Why did we need legislation to fix Baltimore City Schools?
Baltimore City Public School buildings are in a state of crisis. The schools, many of which were built before WWII, lack basic amenities necessary to adequately educate children - heat, light, electrical outlets, many even lack drinkable water. The estimated cost to bring the school buildings up to modern standards is $2.4 billion. However, the standard system of funding school construction, where the city and the state provide relatively small amounts of capital funding on a project-by-project basis, was not capable of creating change on the scale necessary to provide all Baltimore children with healthy, safe, and modern school buildings in our lifetime. (Click here to read more about the problem) In order to develop a comprehensive solution for Baltimore City's crumbling school infrastructure, State and City leaders needed to open the door to innovative financing options, first proposed for Baltimore by the ACLU study Buildings for Academic Excellence in 2010.
Without such a bold plan, Baltimore City children would continue to attend substandard facilities for generations while waiting for the standard patchwork approach to address even the most basic of needs within their schools. The ACLU's proposal was introduced in HB 860, which would establish an innovative solution to financing $1 billion of the $2.4 billion need in through the large scale construction project envisioned by the Baltimore City Public School System in their comprehensive 10-Year Plan.
Without immediate action, the cost of addressing the growing crisis of dilapidated school buildings in Baltimore City would continue to increase. This legislation begins a comprehensive revitalization program, which includes rebuilding or renovating approximately 40 schools as part of Phase I. The Maryland Stadium Authority will borrow $1 billion up-front to finance the historic investment in school buildings today and pay for the improvements over time. This is similar to what other jurisdictions around the country have done to address their own school facility crises successfully.
The evolution of the legislation:
Originally, the bill asked for the Capital Investment Program (CIP) funds that are administered through the Public School Construction Program to be given to the city in a predictable "block grant" that would allow these funds to be leveraged. This idea was thoroughly vetted in a summer study led by the Interagency Committee on School Construction. Ultimately the legislation was revised to use cash contributions from the city, state, and school system to finance the first phase of construction instead of the bond funds from the CIP. The details of the bill are summarized below:
Establishes a partnership between the State, Baltimore City, and Baltimore City Public Schools:
- The State has agreed to invest $20 million per year in cash from lottery proceeds to help fund Phase I of the project;
- Baltimore City will contribute $20 million per year in funding from sources including the Beverage Container Tax, part of the ground rent of the Baltimore casino, a portion of the proceeds from table games, and additional state aid that is generated due to an agreement on school system retiree health benefits payments;
- Baltimore City Schools will contribute $20 million per year towards the projects which will be funded from the savings from new and modern buildings, school closures, and projected increases in State and City aid to education.

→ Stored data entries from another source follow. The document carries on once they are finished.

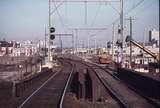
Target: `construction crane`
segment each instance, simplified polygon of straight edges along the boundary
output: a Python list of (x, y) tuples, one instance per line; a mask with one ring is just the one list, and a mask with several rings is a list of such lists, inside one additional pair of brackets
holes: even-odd
[(139, 47), (140, 49), (142, 49), (143, 51), (145, 51), (147, 54), (149, 54), (150, 56), (152, 56), (155, 60), (157, 60), (158, 62), (160, 61), (159, 58), (159, 53), (154, 53), (152, 51), (150, 51), (149, 49), (145, 48), (143, 45), (139, 44), (138, 42), (136, 42), (135, 40), (133, 40), (130, 36), (126, 37), (126, 42), (131, 42), (132, 44), (134, 44), (135, 46)]

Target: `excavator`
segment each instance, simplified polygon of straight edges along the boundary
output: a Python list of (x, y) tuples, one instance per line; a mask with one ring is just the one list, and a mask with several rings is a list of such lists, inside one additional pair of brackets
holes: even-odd
[(154, 53), (154, 52), (150, 51), (149, 49), (145, 48), (143, 45), (141, 45), (138, 42), (136, 42), (135, 40), (133, 40), (130, 36), (126, 37), (126, 42), (131, 42), (132, 44), (134, 44), (135, 46), (139, 47), (140, 49), (145, 51), (147, 54), (152, 56), (158, 63), (160, 62), (160, 58), (159, 58), (160, 53)]

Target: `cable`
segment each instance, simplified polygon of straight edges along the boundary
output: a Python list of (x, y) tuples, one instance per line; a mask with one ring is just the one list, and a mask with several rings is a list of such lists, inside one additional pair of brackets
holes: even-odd
[[(128, 15), (130, 12), (132, 12), (135, 8), (137, 8), (143, 2), (144, 2), (144, 0), (141, 0), (137, 4), (133, 5), (132, 8), (130, 8), (127, 12), (124, 13), (124, 16)], [(112, 23), (108, 24), (107, 26), (111, 26), (113, 23), (116, 23), (118, 20), (119, 20), (119, 18), (115, 19)]]
[(101, 9), (101, 6), (102, 6), (102, 5), (100, 4), (99, 7), (97, 8), (96, 14), (95, 14), (95, 16), (94, 16), (94, 18), (93, 18), (93, 20), (92, 20), (91, 26), (94, 25), (94, 23), (95, 23), (95, 21), (96, 21), (96, 18), (97, 18), (97, 16), (98, 16), (98, 13), (99, 13), (99, 11), (100, 11), (100, 9)]
[[(93, 25), (94, 25), (94, 23), (96, 22), (96, 19), (97, 19), (97, 16), (98, 16), (98, 13), (99, 13), (99, 11), (100, 11), (100, 9), (101, 9), (101, 4), (99, 5), (99, 7), (97, 8), (97, 10), (96, 10), (96, 14), (95, 14), (95, 16), (94, 16), (94, 18), (93, 18), (93, 20), (92, 20), (92, 22), (91, 22), (91, 27), (93, 27)], [(88, 31), (88, 35), (90, 34), (90, 32), (91, 31)]]
[(141, 12), (139, 11), (138, 13), (136, 13), (136, 16), (139, 15), (139, 14), (144, 13), (146, 10), (148, 10), (149, 8), (151, 8), (152, 5), (154, 5), (154, 4), (155, 4), (155, 2), (152, 2), (151, 4), (148, 4), (146, 7), (144, 7), (144, 9)]
[[(137, 8), (137, 7), (138, 7), (139, 5), (141, 5), (143, 2), (144, 2), (144, 0), (141, 0), (141, 1), (139, 1), (137, 4), (134, 4), (134, 5), (132, 6), (132, 8), (130, 8), (127, 12), (124, 13), (124, 16), (128, 15), (130, 12), (132, 12), (135, 8)], [(118, 11), (118, 10), (115, 9), (111, 4), (110, 4), (110, 6), (111, 6), (114, 10)], [(110, 23), (110, 24), (107, 25), (107, 26), (111, 26), (113, 23), (116, 23), (118, 20), (119, 20), (119, 18), (117, 18), (115, 21), (113, 21), (112, 23)]]
[[(57, 7), (56, 4), (55, 4), (55, 2), (54, 2), (54, 6)], [(64, 23), (63, 23), (63, 19), (61, 18), (61, 15), (60, 15), (60, 13), (59, 13), (59, 11), (58, 11), (58, 8), (57, 8), (55, 11), (56, 11), (57, 14), (58, 14), (59, 21), (60, 21), (60, 23), (62, 24), (64, 31), (66, 32), (66, 29), (65, 29), (65, 27), (64, 27), (65, 25), (64, 25)]]
[[(143, 10), (142, 11), (139, 11), (138, 13), (136, 13), (136, 16), (139, 16), (139, 17), (141, 17), (141, 15), (143, 15), (143, 13), (144, 12), (146, 12), (148, 9), (150, 9), (150, 8), (153, 8), (152, 6), (154, 6), (156, 4), (156, 2), (152, 2), (152, 3), (150, 3), (150, 4), (148, 4), (148, 5), (146, 5), (144, 8), (143, 8)], [(157, 5), (157, 4), (156, 4)], [(155, 12), (156, 12), (156, 10), (155, 10)], [(158, 13), (158, 12), (156, 12), (156, 13)], [(155, 13), (155, 15), (156, 15), (156, 13)], [(148, 14), (150, 14), (150, 13), (148, 13)], [(158, 25), (158, 23), (156, 23), (157, 22), (157, 20), (159, 19), (156, 19), (157, 17), (154, 17), (154, 26), (153, 26), (153, 28), (159, 28), (159, 25)], [(145, 25), (145, 23), (143, 22), (143, 21), (141, 21), (141, 23), (143, 24), (143, 25)], [(149, 27), (150, 28), (150, 27)]]
[(50, 14), (52, 15), (62, 4), (63, 4), (63, 2), (61, 2), (58, 6), (56, 6), (55, 10), (53, 10)]
[(101, 31), (99, 30), (99, 31), (97, 31), (97, 32), (94, 33), (94, 34), (91, 34), (90, 37), (96, 36), (98, 33), (101, 33), (101, 32), (104, 32), (104, 30), (103, 30), (103, 31), (102, 31), (102, 30), (101, 30)]
[(120, 14), (120, 12), (114, 6), (112, 6), (110, 2), (108, 4), (111, 6), (112, 9), (114, 9), (118, 14)]
[(124, 13), (125, 15), (128, 15), (130, 12), (132, 12), (135, 8), (137, 8), (140, 4), (142, 4), (144, 2), (144, 0), (139, 1), (136, 5), (133, 5), (132, 8), (130, 8), (126, 13)]

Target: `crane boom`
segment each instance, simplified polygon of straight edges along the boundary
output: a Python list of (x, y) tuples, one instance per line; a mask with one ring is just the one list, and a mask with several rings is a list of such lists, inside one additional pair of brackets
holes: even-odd
[(138, 42), (136, 42), (135, 40), (131, 39), (130, 36), (126, 37), (126, 42), (128, 42), (128, 41), (130, 41), (132, 44), (134, 44), (135, 46), (139, 47), (140, 49), (142, 49), (143, 51), (145, 51), (147, 54), (149, 54), (150, 56), (152, 56), (154, 59), (156, 59), (157, 61), (159, 61), (159, 55), (158, 54), (153, 53), (149, 49), (145, 48), (143, 45), (141, 45)]

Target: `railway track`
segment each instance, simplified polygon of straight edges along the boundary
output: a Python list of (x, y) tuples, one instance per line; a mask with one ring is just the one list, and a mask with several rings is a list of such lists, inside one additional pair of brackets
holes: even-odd
[(113, 94), (124, 108), (155, 108), (156, 106), (149, 102), (143, 96), (129, 89), (111, 69), (103, 69), (99, 65), (90, 63), (90, 67), (95, 71), (104, 86)]
[(53, 74), (37, 90), (27, 97), (18, 108), (62, 108), (74, 66), (63, 60), (63, 69)]
[(74, 60), (87, 65), (93, 70), (107, 91), (118, 101), (123, 108), (155, 108), (152, 102), (149, 102), (143, 96), (137, 94), (132, 89), (129, 89), (124, 82), (122, 82), (117, 76), (111, 72), (111, 70), (105, 70), (98, 64), (91, 62), (84, 62)]
[(113, 76), (115, 79), (119, 80), (121, 83), (123, 83), (124, 85), (126, 85), (129, 89), (131, 89), (132, 91), (134, 91), (136, 94), (138, 94), (139, 96), (141, 96), (141, 98), (144, 98), (148, 103), (152, 104), (154, 107), (159, 108), (160, 107), (160, 103), (158, 100), (155, 100), (151, 97), (146, 96), (142, 91), (132, 87), (130, 84), (128, 84), (128, 82), (125, 82), (121, 79), (119, 79), (119, 77), (117, 76), (117, 71), (115, 69), (112, 69), (110, 67), (104, 67), (103, 65), (101, 66), (101, 64), (96, 64), (96, 63), (91, 63), (94, 64), (96, 66), (98, 66), (99, 68), (101, 68), (102, 70), (106, 71), (106, 73), (110, 74), (111, 76)]

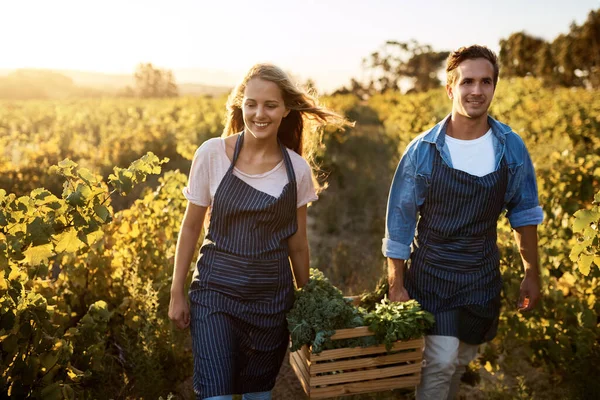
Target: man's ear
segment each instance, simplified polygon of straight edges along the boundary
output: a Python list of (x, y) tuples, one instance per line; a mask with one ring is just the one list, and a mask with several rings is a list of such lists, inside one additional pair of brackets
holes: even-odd
[(287, 117), (288, 114), (290, 113), (290, 111), (292, 111), (292, 110), (290, 110), (289, 108), (286, 108), (285, 112), (283, 113), (283, 118)]
[(446, 85), (446, 94), (448, 95), (448, 97), (450, 98), (450, 100), (454, 99), (454, 92), (452, 90), (452, 85)]

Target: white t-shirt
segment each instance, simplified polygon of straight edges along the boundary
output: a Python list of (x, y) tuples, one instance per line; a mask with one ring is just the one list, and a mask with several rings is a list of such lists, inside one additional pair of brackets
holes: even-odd
[(461, 140), (446, 135), (452, 168), (475, 176), (484, 176), (496, 170), (494, 135), (492, 130), (477, 139)]
[[(294, 173), (296, 174), (297, 205), (301, 207), (318, 199), (312, 180), (312, 170), (306, 160), (298, 153), (286, 148)], [(183, 189), (184, 196), (193, 204), (212, 207), (215, 193), (225, 173), (231, 166), (225, 150), (225, 139), (208, 139), (196, 150), (188, 185)], [(273, 197), (279, 197), (288, 183), (285, 162), (282, 159), (272, 170), (262, 174), (246, 174), (236, 167), (233, 174), (252, 186)]]

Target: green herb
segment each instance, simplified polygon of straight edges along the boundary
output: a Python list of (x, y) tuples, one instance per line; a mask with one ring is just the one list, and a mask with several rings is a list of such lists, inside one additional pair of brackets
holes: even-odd
[[(387, 279), (382, 278), (374, 292), (360, 297), (360, 307), (356, 307), (321, 271), (311, 268), (308, 283), (296, 290), (294, 307), (287, 315), (291, 351), (307, 345), (312, 346), (313, 354), (319, 354), (328, 349), (382, 343), (389, 351), (397, 340), (422, 337), (433, 326), (433, 315), (415, 300), (390, 302), (387, 287)], [(374, 336), (331, 340), (336, 330), (359, 326), (368, 326)]]
[(416, 300), (403, 303), (389, 301), (387, 296), (364, 316), (365, 325), (375, 333), (378, 343), (390, 350), (397, 340), (417, 339), (433, 327), (431, 313), (421, 309)]

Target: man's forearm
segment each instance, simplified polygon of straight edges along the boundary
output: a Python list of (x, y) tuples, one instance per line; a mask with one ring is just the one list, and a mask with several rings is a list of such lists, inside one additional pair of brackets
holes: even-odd
[(404, 260), (388, 258), (388, 283), (390, 288), (404, 288)]
[(515, 228), (514, 236), (523, 260), (525, 276), (538, 277), (540, 269), (538, 265), (537, 225)]

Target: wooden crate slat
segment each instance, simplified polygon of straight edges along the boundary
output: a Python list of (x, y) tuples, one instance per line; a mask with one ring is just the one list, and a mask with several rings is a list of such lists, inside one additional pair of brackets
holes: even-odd
[(419, 349), (414, 349), (414, 351), (410, 351), (407, 353), (396, 353), (396, 354), (382, 355), (382, 356), (377, 356), (377, 357), (360, 358), (360, 359), (356, 359), (356, 360), (317, 363), (310, 367), (310, 375), (316, 376), (317, 374), (320, 374), (323, 372), (344, 371), (344, 370), (348, 370), (348, 369), (377, 367), (377, 366), (381, 366), (381, 365), (397, 364), (400, 362), (407, 362), (407, 361), (415, 361), (415, 362), (418, 361), (420, 363), (422, 358), (423, 358), (423, 351), (419, 348)]
[[(407, 350), (413, 348), (422, 348), (423, 339), (414, 339), (409, 341), (398, 341), (395, 342), (390, 351), (394, 350)], [(338, 358), (357, 357), (370, 354), (387, 353), (385, 345), (369, 346), (369, 347), (353, 347), (353, 348), (342, 348), (333, 350), (323, 350), (320, 354), (311, 354), (310, 361), (331, 361)]]
[(306, 365), (310, 367), (312, 364), (310, 361), (311, 353), (308, 349), (308, 346), (304, 345), (300, 348), (300, 352), (302, 352), (302, 358), (306, 361)]
[(345, 383), (322, 388), (312, 388), (310, 392), (310, 398), (326, 399), (335, 396), (346, 396), (382, 390), (399, 389), (404, 387), (414, 387), (417, 386), (420, 381), (420, 374), (415, 374), (406, 377), (394, 377), (366, 382)]
[(300, 381), (302, 385), (302, 389), (306, 394), (310, 393), (310, 376), (308, 375), (308, 370), (306, 369), (306, 365), (303, 365), (302, 360), (300, 360), (300, 356), (294, 353), (290, 353), (290, 365), (292, 369), (296, 373), (296, 377)]
[[(306, 349), (306, 351), (303, 351), (305, 349)], [(293, 353), (290, 352), (290, 356), (292, 354), (294, 354), (295, 357), (297, 357), (298, 360), (302, 362), (302, 364), (305, 366), (306, 369), (308, 369), (310, 367), (310, 364), (311, 364), (310, 359), (309, 359), (310, 353), (308, 352), (306, 346), (302, 346), (302, 348), (300, 350), (294, 351)]]
[[(376, 368), (367, 371), (343, 372), (335, 375), (316, 376), (310, 378), (310, 386), (331, 385), (334, 383), (358, 382), (369, 379), (388, 378), (421, 371), (421, 363), (402, 365), (399, 367)], [(312, 389), (311, 389), (312, 390)]]
[(374, 333), (369, 330), (368, 326), (359, 326), (357, 328), (338, 329), (333, 336), (331, 336), (331, 340), (351, 339), (373, 335)]

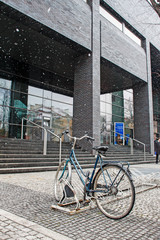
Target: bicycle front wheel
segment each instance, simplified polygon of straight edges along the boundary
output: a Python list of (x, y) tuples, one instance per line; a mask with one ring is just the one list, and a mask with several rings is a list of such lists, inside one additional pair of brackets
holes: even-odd
[(111, 219), (127, 216), (134, 205), (135, 188), (130, 175), (119, 165), (106, 164), (93, 182), (98, 208)]
[(57, 169), (54, 181), (54, 196), (58, 202), (64, 197), (65, 185), (71, 183), (71, 172), (72, 168), (70, 161), (62, 161)]

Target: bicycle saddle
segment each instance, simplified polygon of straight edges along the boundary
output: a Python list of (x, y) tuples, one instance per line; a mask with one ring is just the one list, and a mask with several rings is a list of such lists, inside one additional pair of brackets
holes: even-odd
[(98, 153), (105, 153), (108, 150), (108, 146), (97, 146), (93, 147), (94, 150), (96, 150)]

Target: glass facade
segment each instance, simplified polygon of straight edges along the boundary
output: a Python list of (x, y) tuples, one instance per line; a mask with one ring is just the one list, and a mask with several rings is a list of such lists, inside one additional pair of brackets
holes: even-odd
[[(125, 134), (133, 135), (131, 89), (101, 95), (100, 112), (101, 143), (114, 142), (115, 122), (124, 122)], [(65, 129), (72, 132), (73, 98), (31, 86), (25, 81), (0, 78), (0, 137), (20, 138), (23, 117), (56, 134)], [(41, 129), (29, 122), (24, 121), (23, 130), (26, 139), (43, 138)]]
[[(73, 98), (33, 87), (26, 81), (0, 78), (0, 137), (21, 137), (22, 118), (53, 129), (72, 132)], [(24, 121), (26, 139), (42, 139), (40, 129)]]
[[(124, 123), (124, 134), (133, 137), (133, 90), (101, 95), (101, 143), (114, 143), (115, 122)], [(128, 144), (127, 138), (125, 144)]]

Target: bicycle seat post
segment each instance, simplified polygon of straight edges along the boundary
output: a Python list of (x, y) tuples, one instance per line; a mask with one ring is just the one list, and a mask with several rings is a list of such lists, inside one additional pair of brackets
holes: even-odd
[(73, 146), (72, 146), (72, 149), (73, 149), (73, 150), (74, 150), (74, 148), (75, 148), (76, 141), (77, 141), (77, 138), (76, 138), (76, 137), (74, 137), (74, 142), (73, 142)]

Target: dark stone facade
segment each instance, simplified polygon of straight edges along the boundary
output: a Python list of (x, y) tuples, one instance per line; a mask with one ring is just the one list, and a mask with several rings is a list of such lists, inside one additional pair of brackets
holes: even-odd
[[(100, 4), (142, 39), (142, 47), (100, 16)], [(64, 94), (74, 96), (74, 135), (87, 131), (99, 144), (100, 93), (133, 88), (134, 138), (153, 152), (150, 55), (152, 62), (154, 56), (150, 43), (159, 51), (159, 19), (146, 1), (2, 0), (0, 6), (6, 56), (10, 54), (12, 61), (27, 64), (31, 76), (38, 72), (41, 77), (41, 69), (49, 73), (45, 81), (51, 81), (54, 74), (60, 76), (61, 87), (66, 88)], [(148, 18), (156, 23), (152, 28), (146, 25)], [(30, 44), (30, 49), (26, 50), (20, 37), (11, 34), (13, 26), (23, 27), (23, 39), (27, 39), (26, 47)], [(3, 38), (10, 39), (11, 45)], [(15, 42), (20, 46), (17, 51), (7, 52)], [(38, 53), (39, 48), (42, 51)], [(1, 59), (6, 57), (1, 50), (0, 55)]]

Establishes the Maryland Stadium Authority as the Administrator to oversee the financing and construction of Baltimore City Public School Buildings:
- replaces the originally proposed Baltimore City School Construction Authority as the coordinator for the construction program;
- is empowered to act on behalf of Baltimore City Public Schools to acquire, construct, or improve public school facilities;
- will issue debt and manage the finances for Phase I of the school construction plan;
- will build approximately 15 new schools and BCPS will oversee the major renovation projects for a total of 50+ new and renovated schools in Baltimore over the next 6 years!
Establishes a process for accountability and reporting:
- Ensures all school buildings will continue to be reviewed and approved through the current state process with the Interagency Committee on School Construction (IAC) to safeguard quality;
- Requires the Maryland Stadium Authority to seek Board of Public Works approval before issuing bonds and to report on the progress of the program to the Maryland General Assembly each year;
- Prescribes a four-party Memorandum of Understanding, that will detail the roles and responsibilities of Baltimore City, City Schools, the IAC, and the Maryland Stadium Authority to be completed no later than October 1st, 2013.